In order to further determine the performance of the sensor in the actual sample detection, the reliability, reproducibility and stability of the biosensor were carried out and were compared with the RNA aptamer-based electrochemical biosensor in Reference [17]. The sensor designed in this system was adopted to detect the mixture of 10 mg/mL MG and 100 mg/mL other structural analogs (including chloramphenicol, cryptochrome malachite green, eugenol, etc.). The current variation between the mixed solutions with the interfering substances and those without interfering substances was less than 3.7% but 4.0% in Reference [17], which confirmed the well reliability of the fabricated biosensor in this system. In order to estimate the reproducibility, five sensors with the same assembly step electrodes were used to detect MG with 0.1 mg/mL concentration. The test results indicated the relative standard deviation (RSD) is 3.3%, compared to 3.4%in Reference [17]. Moreover, we utilized five electrodes fabricated under the identical conditions and placed them in the 4°C fridge for 2 weeks to detect 0.1 mg/mL MG. The test results indicated 94% of its initial response, compared to 93% in Reference [17], which confirmed the satisfactory stability of the fabricated biosensor. Hence, the biosensor in this work has better selectivity, reproducibility and more desirable stability than [17].

4.3. Actual Samples Test

The mixture of MG samples and sand-stone water was applied to measure to validate the performance of the measurement system in sample testing.
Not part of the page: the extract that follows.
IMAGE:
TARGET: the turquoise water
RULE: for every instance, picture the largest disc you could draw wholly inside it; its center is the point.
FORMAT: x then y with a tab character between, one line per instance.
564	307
The different concentrations of MG in fishery water were measured by designed measurement system and the enzyme-linked immunosorbent assay (ELISA) method respectively, the comparison results are shown in

Table 2. Comparison of malachite green (MG) test results in experimental samples. ELISA–enzyme-linked immunosorbent assay.
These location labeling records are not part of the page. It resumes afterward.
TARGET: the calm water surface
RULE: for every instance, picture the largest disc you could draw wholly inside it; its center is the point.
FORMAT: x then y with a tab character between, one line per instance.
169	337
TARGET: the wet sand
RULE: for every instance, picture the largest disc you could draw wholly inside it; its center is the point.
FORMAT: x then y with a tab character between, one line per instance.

Adding Standard (μg/mL)	Measured Quantity (μg/mL)	ELISA Measured Result (μg/mL)
$1.000\times {10}^{-3}$	$(0.946\pm 0.045)\times {10}^{-3}$	$1.029\times {10}^{-3}$
$1.000\times {10}^{-2}$	$(1.053\pm 0.049)\times {10}^{-2}$	$0.992\times {10}^{-2}$
$1.000\times {10}^{-1}$	$\left(1.028\pm 0.052\right)\times {10}^{-1}$	$1.034\times {10}^{-1}$
$1.000$	$0.985\pm 0.050$	$1.033$

. We found that, compared with the results of ELISA, the detection discrepancy of the measurement system was within 10%. It is indicated the reasonability of the measurement system for applications in complicated samples.

5. Conclusions

A novel multi-channel electrochemical malachite green measurement system has been successfully demonstrated and discussed, which is portable, low-cost and high-precision. The proposed measurement system provides a high-accuracy malachite green residue detection method to improve the measurement accuracy of electrochemical DNA biosensor. This system also presents the design of a hand-held electrochemical instrument to achieve an electrochemical chip with low cost, high accuracy and portability. The weak current detection method proposed in this system ensures the stability of scanning potential and eliminated the impact of parasitic parameters on the results, thereby improving the detection precision of the malachite green residues. The maximum measurement capability of multi-channel acquisition system achieves 16 samples in a batch. All of the measurement data can be transferred to cloud server wirelessly for data storage and processing. Extensive validation experiments indicate that this system performs well in the detection of malachite green residue in aquatic products transportation and the detection accuracy is less than 1 μg/L.